Speech Generation Quality Evaluation (TTS, Subjective Listening Tests)¶

Prompt Type	N-MOS (Naturalness)	E-MOS (Expressiveness)
Text Only	2.02 ± 0.69	2.33 ± 0.97
Speech Only	2.89 ± 0.82	3.19 ± 0.88
ParaMETA Text	3.06 ± 0.71	2.91 ± 0.87
ParaMETA Speech	3.41 ± 0.86	3.41 ± 1.10

ParaMETA embeddings significantly improve perceptual quality for both prompt types. Text-prompt naturalness improves by 1.0 point; speech-prompt naturalness improves by 0.5 points. Disentangled embeddings filter out irrelevant information such as background noise.

Style Manipulation Experiment¶

Manipulation Type	Original Similarity	Post-Manipulation Similarity	Classification Accuracy
Language	0.4812	0.4850	55.0%
Age	0.4707	0.5486	70.0%
Emotion	0.4687	0.8367	90.0%
Gender	0.4707	0.9888	100.0%

Gender manipulation achieves the highest precision (100%), followed closely by emotion (90%).
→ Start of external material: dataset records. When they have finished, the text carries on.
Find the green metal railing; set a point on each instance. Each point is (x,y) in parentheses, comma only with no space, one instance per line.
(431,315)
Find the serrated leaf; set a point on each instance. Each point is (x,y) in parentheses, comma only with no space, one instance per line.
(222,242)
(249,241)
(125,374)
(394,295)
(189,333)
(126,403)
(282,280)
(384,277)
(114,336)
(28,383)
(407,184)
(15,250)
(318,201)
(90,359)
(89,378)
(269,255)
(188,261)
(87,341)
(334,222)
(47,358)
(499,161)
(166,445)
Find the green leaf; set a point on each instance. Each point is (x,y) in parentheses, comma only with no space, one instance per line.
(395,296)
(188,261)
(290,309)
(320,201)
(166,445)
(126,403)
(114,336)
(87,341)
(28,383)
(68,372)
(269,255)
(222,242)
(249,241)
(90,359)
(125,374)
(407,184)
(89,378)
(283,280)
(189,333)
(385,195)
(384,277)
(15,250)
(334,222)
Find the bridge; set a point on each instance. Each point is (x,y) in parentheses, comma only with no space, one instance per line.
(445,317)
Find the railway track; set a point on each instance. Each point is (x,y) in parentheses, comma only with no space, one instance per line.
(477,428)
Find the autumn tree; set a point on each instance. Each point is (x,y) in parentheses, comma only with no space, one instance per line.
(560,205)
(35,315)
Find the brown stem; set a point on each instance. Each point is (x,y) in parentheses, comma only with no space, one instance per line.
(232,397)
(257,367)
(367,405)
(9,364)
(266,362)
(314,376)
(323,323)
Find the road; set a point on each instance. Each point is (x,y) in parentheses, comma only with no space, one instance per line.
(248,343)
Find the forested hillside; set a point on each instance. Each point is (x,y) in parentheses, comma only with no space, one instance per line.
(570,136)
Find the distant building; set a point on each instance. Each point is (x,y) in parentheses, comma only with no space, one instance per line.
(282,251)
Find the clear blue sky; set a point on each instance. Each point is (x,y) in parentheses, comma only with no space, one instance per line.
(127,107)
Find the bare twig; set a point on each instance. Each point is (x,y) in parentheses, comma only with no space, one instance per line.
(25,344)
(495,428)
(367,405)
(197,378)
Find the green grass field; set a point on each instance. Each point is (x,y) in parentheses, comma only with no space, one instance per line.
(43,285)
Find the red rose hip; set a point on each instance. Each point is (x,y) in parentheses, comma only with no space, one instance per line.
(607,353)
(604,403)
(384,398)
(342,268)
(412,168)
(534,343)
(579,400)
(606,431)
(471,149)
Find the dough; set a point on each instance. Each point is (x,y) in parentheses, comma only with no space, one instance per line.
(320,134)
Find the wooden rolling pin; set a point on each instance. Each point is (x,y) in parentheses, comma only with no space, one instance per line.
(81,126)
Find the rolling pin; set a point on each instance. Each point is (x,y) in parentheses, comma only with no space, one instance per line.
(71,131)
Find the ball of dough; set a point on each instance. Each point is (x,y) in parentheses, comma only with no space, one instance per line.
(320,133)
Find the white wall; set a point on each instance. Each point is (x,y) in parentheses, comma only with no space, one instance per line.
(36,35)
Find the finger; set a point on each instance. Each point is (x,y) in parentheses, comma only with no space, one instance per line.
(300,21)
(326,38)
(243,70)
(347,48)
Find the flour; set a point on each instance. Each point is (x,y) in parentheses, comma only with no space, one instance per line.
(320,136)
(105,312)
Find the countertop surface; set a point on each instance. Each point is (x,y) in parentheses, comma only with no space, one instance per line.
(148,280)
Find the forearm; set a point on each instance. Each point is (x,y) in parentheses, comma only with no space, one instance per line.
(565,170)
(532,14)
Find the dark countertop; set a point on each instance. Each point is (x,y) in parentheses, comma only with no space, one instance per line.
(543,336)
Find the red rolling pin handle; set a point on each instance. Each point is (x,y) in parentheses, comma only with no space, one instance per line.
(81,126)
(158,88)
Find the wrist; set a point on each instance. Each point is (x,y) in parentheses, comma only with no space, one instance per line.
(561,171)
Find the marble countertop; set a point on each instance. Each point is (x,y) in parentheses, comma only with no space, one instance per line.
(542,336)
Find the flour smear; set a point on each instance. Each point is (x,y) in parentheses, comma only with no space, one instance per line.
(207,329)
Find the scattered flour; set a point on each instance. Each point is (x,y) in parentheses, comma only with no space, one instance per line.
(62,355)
Language manipulation yields the weakest results (55%), as language is primarily conveyed through phonemes and lexical content, which are tightly bound to the text input.

Ablation Study: Computational Resource Comparison¶

Method	RTF (Real-Time Factor)	Parameters	GPU Memory
CLAP	0.091	198.48M	1966 MB
ParaCLAP	0.008	276.33M	1345 MB
ParaMETA (LSTM)	0.003	3.77M	433 MB
ParaMETA (Transformer)	0.005	1.86M	429 MB

ParaMETA-LSTM requires only 1.9% of CLAP's parameters, 22% of its GPU memory, and runs 30× faster, making it highly suitable for resource-constrained and real-time deployment scenarios.

Key Findings¶

Necessity of disentanglement: t-SNE visualizations clearly show that in the META space, gender dominates the clustering structure (e.g., happy male is closer to sad male), whereas in task-specific subspaces, emotion clusters are substantially cleaner—confirming that projection achieves style disentanglement.
Cross-entropy is a reasonable baseline: In direct training settings, CE-based multi-task learning is less susceptible to negative transfer than CLAP, yet still less stable than ParaMETA.
Speech prompts outperform text prompts: Speech naturally encodes rich prosodic information including pitch, rate, and intonation, whereas text descriptions are inherently ambiguous (the same "happy male" may be expressed in numerous ways).

Highlights & Insights¶

Hierarchical contrastive learning: Rather than treating all non-identical-label samples as equidistant negatives, the framework assigns graded similarity weights proportional to the number of shared labels, yielding a richer and more principled embedding topology.
Dual role of prototypes: Prototypes serve both as class anchors during training (alignment loss) and as direct inference interfaces (nearest-prototype classification; replaceable modules for TTS style control), constituting an elegant and unified design.
Simplicity of style manipulation: Replacing the embedding in a given task subspace with the target class prototype suffices to modify a specific style while leaving others unchanged—a direct benefit of the disentangled design.
Model-agnostic generality: ParaMETA demonstrates consistent effectiveness across CNN, LSTM, Q-Former, and Transformer backbones, validating the universality of the framework.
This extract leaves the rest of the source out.